Jobs act. Merola: “L’articolo 18 è un ostacolo per i precari”

merola 3Bologna, 26 nov. – Duro affondo del sindaco di Bologna, Virginio Merola, contro i 29 parlamentari del Pd che ieri alla Camera non hanno votato il Jobs act (tra loro anche il politologo bolognese Carlo Galli). “Chi nel Pd non lo vota faccia come gli pare. Ricordo solo- manda a dire Merola, oggi a margine di una commissione- che non siamo un’armata Brancaleone. Se si decidono le cose a maggioranza bisogna rispettare, in qualsiasi comunità che si chiami partito, i deliberati della maggioranza”.

Aggiunge il primo cittadino: “Non ci si può appellare continuamente ai casi di coscienza, perché francamente questo non mi pare un caso di coscienza o di disciplina”. E’ una “responsabilità comune che il Pd come partito di maggioranza relativa, oltretutto, ha davanti al Paese: quella di non presentarsi come un’armata Brancaleone”, sottolinea il sindaco.

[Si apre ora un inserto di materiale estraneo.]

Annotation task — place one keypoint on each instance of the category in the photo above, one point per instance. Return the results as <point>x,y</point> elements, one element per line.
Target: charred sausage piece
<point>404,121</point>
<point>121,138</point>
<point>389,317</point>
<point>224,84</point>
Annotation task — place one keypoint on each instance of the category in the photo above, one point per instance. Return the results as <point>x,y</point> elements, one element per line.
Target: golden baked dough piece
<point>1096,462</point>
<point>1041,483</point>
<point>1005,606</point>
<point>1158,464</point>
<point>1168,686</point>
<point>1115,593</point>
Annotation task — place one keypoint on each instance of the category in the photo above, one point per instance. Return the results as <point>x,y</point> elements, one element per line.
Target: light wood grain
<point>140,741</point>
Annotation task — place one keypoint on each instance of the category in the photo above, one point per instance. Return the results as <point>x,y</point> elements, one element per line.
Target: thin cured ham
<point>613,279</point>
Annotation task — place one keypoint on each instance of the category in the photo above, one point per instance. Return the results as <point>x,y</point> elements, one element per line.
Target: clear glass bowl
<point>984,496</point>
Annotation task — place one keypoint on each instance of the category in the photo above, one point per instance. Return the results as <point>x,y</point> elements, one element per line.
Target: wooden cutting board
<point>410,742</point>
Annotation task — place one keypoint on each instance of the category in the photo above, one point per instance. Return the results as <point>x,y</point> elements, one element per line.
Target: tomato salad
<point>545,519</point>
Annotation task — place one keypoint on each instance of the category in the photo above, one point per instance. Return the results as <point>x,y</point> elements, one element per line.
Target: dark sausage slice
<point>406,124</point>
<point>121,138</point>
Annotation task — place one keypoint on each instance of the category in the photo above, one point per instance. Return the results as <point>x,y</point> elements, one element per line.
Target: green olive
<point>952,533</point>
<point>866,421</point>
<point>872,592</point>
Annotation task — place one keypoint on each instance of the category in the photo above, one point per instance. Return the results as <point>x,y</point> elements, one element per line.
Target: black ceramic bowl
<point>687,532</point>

Contro il Jobs act scioperi, cortei e presidi in tutta l’Emilia Romagna

Nessun margine, dunque, per i dissidenti: “Mi sembra una minoranza molto circoscritta– punge Merola- e penso sia arrivato il momento di andare avanti con decisione sui cambiamenti annunciati dal nostro segretario nonché premier Matteo Renzi. Questo è l’essenziale, il resto credo sia un dettaglio”. Per il sindaco di Bologna, in altre parole, non c’è da preoccuparsi per la spaccatura nel Pd. “Sarei stato preoccupato se non fosse stato approvato il provvedimento. E’ una riforma necessaria- dichiara Merola- per estendere finalmente la possibilità di trovare lavoro e occupazione a quelli che non sono tutelati oggi dai sindacati. Sto parlando di milioni di giovani condannati ad una situazione precaria”.

Il Jobs act, quindi, risponde alla necessità di “passare, con la necessaria gradualità, dalla logica di pochi garantiti con posto sicuro- continua Merola- ad una logica in cui, quando un’azienda è in crisi, il lavoratore non viene lasciato solo ma può usufruire di indennità e piani di formazione per essere ricollocato al lavoro. Questo è lo spirito della riforma”. In questo senso, “l’articolo 18 è diventato un ostacolo al fatto di garantire i precari“, manda a dire Merola. “Quindi andiamo avanti, tenendo il punto fermo che oggi il tema è garantire la mobilità da posto di lavoro a posto di lavoro– chiosa Merola- e non di rinserrare il fortino per quelli che hanno la tutela e non occuparsi degli altri” (Dire).